Opening up trade opportunities continues to be a top priority for the U.S. feed industry, according to Mallory Gaines, the director of market access and trade policy for the American Feed Industry Association.
She says opening up markets is what they’re asking of the Biden administration. AFIA is also tackling moving trends in feed, whether its rules set by other countries, disease prevention or sustainability.
“The United States is still a major agriculture producer and exporter — one of the top in the world,” Gaines says, noting that exports can also help level domestic feed prices.
“We actually have a surplus in this country of feed,” she explains. “In order for a business to grow… we really do need to look overseas, and that actually helps bring up the entire United States economy.”
This is one of the reasons that AFIA is pushing the Biden administration to open up more market opportunities.
“We want tariff reductions, we want these SPS issues to be changed… we want free trade agreements,” she lists off. “There’s a lot of different discussions going on with different countries, like the Indo-Pacific Economic Framework with Asia… and we just don’t know what agreements look like or those discussions are going to look like and how they’re really going to promote U.S. agriculture and U.S. trade.”
SPS stands for sanitary phytosanitary issues. These are science-based issues that may differ between countries. Gaines says that sometimes countries have to go to the World Trade Organization to see whose science is correct. This happens between the U.S. and the European Union, which has a more cautionary principle.
AFIA is a member of the USDA’s Market Access Program Funds. The association uses those funds to open markets for feed ingredients.
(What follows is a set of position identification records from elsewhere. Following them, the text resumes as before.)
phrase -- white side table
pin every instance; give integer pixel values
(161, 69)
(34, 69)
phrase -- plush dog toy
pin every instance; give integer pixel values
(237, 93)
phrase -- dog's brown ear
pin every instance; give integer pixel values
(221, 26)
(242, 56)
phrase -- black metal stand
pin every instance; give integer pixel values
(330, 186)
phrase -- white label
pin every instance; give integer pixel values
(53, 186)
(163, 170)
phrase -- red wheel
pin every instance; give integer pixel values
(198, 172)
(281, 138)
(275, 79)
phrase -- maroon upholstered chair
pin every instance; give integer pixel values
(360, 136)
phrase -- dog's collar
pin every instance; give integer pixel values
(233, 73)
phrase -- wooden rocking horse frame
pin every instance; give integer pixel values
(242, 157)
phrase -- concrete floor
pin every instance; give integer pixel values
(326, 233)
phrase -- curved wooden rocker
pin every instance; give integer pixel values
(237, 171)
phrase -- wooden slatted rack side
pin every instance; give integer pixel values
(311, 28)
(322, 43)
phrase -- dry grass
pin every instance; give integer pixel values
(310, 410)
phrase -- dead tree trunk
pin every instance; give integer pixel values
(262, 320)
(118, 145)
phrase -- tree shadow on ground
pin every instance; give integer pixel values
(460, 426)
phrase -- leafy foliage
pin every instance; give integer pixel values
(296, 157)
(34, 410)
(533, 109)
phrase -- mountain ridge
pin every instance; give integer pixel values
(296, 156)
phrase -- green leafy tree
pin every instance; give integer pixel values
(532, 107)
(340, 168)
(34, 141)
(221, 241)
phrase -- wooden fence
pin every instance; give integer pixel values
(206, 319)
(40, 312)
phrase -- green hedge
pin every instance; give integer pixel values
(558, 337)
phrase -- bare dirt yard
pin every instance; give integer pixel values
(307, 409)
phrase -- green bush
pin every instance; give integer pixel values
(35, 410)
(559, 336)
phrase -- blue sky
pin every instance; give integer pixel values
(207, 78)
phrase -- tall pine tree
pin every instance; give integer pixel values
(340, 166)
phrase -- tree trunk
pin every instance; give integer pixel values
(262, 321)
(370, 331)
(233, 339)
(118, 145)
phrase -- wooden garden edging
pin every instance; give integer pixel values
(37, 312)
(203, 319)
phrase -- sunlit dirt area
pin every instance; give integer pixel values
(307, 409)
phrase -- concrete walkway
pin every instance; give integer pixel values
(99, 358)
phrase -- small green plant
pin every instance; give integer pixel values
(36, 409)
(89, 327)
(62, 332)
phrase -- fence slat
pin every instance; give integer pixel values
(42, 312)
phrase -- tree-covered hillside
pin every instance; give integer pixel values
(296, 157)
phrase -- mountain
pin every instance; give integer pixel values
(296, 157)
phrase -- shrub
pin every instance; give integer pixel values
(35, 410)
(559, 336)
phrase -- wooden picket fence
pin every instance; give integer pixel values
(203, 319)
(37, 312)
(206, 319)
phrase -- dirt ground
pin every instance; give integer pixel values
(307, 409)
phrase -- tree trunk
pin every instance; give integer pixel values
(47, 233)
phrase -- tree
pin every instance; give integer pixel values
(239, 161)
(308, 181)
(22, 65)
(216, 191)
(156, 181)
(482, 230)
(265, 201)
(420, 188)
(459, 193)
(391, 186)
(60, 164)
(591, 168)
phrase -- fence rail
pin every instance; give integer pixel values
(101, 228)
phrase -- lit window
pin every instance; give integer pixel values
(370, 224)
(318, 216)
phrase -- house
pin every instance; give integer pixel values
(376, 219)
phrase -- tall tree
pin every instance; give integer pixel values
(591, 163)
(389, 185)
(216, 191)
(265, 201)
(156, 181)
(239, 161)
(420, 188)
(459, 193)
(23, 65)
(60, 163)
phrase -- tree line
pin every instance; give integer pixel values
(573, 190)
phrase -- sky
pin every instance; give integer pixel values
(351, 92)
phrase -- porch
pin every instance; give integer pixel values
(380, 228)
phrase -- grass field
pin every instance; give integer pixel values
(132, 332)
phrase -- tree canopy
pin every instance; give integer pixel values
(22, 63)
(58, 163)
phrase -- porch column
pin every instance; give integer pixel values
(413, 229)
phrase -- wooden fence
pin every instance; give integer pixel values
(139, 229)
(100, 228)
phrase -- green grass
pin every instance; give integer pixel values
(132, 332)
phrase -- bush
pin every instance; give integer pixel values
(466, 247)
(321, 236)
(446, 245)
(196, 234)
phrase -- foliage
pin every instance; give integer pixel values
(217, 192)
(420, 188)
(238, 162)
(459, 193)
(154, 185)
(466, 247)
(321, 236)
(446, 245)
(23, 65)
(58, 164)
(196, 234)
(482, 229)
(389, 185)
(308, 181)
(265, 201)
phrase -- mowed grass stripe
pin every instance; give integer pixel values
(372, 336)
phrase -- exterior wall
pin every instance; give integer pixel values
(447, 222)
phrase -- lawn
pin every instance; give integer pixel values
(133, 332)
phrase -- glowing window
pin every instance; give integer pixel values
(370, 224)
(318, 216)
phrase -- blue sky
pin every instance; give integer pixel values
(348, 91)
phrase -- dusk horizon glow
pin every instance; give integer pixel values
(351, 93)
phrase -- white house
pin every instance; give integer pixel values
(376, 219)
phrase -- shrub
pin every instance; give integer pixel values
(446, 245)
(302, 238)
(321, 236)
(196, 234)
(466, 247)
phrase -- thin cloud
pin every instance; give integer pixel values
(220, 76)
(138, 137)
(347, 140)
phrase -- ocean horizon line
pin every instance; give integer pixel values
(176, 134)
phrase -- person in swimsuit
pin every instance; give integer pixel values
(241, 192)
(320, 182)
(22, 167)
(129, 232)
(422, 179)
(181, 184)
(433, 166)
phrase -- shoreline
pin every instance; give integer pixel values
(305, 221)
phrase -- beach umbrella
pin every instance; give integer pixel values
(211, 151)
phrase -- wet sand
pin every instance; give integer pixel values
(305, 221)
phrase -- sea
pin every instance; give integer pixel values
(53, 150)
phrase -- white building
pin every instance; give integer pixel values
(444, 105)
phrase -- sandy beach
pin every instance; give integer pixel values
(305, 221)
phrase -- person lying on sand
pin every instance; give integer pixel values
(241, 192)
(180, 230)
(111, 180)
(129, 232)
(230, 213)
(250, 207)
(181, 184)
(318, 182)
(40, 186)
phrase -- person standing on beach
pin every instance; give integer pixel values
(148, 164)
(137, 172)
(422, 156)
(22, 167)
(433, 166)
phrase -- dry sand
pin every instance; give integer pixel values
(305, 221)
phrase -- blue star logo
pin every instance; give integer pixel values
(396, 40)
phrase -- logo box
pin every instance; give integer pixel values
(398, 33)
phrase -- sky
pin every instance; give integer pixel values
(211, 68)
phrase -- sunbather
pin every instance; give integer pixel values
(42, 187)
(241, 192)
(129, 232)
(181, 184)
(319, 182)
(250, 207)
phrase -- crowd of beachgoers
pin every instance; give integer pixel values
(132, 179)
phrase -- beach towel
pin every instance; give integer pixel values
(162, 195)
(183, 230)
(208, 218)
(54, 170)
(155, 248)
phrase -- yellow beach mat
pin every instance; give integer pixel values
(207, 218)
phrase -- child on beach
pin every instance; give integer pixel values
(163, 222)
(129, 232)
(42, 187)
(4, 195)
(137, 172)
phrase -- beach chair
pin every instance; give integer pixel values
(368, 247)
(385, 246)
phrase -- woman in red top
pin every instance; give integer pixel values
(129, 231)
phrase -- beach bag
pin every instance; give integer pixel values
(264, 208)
Among the feed trade conversations is animal disease. AFIA has a biosecurity document for feed mills in the U.S. and oversees to ensure disease isn’t being passed through feed, such as African Swine Fever.
“Everybody in Wisconsin probably knows someone whose affiliated with AFIA because we also represent pet food,” Gaines says. AFAI represents pet foods, livestock feed, equipment manufacturers and feed mills.
Aside from trade, the association is also tackling lingering supply chain issues, including railroad disruptions. Gaines says the railroad system is old, it’s monopolized and the labor strikes have brought inconsistencies to their members.